Many different answers to this question. First, let's look at why "drain the tank" is useful. You're trying to improve your peak performance and if you train at 70%, you'll not be as effective at training your performance at 100%. Now this needs to be power output, not just riding until you drop, but you want to be doing hard workouts on a programmed schedule -- not every day, but on a rotation with other workouts (see below) -- because they will train your body to adapt at the limit of its current performance. And that is what training is really about -- extending your limits.

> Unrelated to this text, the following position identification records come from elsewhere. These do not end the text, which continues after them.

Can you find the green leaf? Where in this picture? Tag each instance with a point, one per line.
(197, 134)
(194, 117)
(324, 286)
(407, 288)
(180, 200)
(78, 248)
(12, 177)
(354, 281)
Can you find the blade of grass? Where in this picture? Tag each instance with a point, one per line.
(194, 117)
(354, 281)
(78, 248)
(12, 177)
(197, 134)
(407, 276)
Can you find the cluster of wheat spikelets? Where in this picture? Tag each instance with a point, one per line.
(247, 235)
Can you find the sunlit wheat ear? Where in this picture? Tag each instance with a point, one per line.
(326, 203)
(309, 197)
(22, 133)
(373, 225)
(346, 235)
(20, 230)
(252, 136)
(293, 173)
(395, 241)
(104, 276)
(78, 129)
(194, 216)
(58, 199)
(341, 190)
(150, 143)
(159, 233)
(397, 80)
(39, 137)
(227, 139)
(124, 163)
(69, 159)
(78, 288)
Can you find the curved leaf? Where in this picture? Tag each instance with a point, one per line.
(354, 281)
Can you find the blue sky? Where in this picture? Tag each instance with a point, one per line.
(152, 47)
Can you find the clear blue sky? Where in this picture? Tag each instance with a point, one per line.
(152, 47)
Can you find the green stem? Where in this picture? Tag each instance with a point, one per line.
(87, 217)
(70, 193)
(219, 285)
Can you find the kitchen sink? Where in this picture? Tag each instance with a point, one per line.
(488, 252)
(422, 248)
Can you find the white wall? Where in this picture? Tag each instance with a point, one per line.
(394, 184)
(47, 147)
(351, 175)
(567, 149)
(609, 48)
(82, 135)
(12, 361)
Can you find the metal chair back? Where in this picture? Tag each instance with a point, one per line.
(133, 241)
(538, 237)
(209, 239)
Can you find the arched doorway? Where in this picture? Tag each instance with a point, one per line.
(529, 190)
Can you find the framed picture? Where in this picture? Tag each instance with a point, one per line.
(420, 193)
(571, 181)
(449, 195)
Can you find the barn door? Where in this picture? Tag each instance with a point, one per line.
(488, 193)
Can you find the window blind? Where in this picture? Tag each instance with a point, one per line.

What to be careful of? First, let's say you do a 100% effort and achieve a personal best. Let's say you even rest til your heart is back down and you've had a chance to recover your phosphate levels in your blood. Then the next one you can only do at 85% of that. Well, you aren't training to extend your limits any longer, and that second effort is just tearing you down (because your next effort will likely only be at 75%) and still isn't training you at your limit. It always comes back to the unpleasant, painful fact that the best training is what extends your limits, and to do that you have to train at your limits.

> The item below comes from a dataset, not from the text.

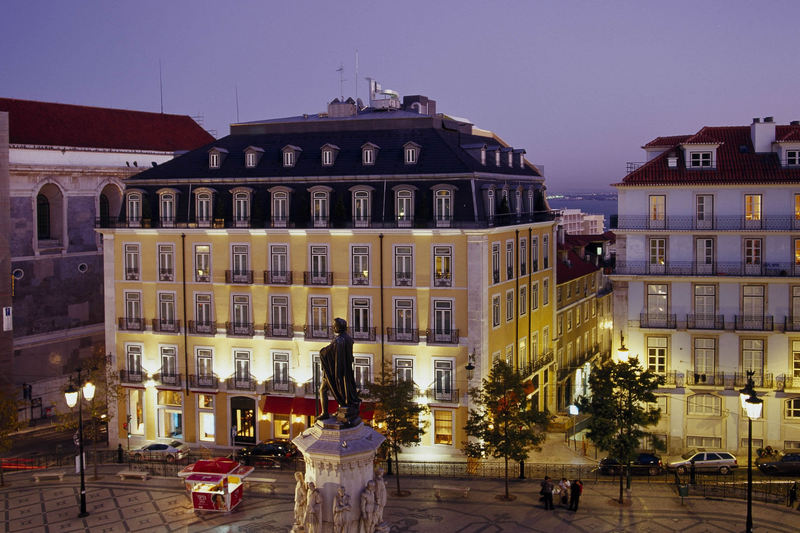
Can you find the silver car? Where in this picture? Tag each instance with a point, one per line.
(705, 461)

Your body will actually respond quite quickly with improvements if you can train at the limit. Many people who train endlessly and don't find improvement are often training at 80% and just never teaching their body to work at new levels. The Australian national track coaches have always had a policy with their athletes -- you get out on the track and you go for max. If you set a personal best, you stop and go home. No more efforts. Both physiologically and psychologically, it's the strongest approach to take. Additionally, if you get out on the track and you do well under your previous level, you also go home. Whatever the reason is, you aren't going to be training in a productive manner that day and anything you do will be counterproductive.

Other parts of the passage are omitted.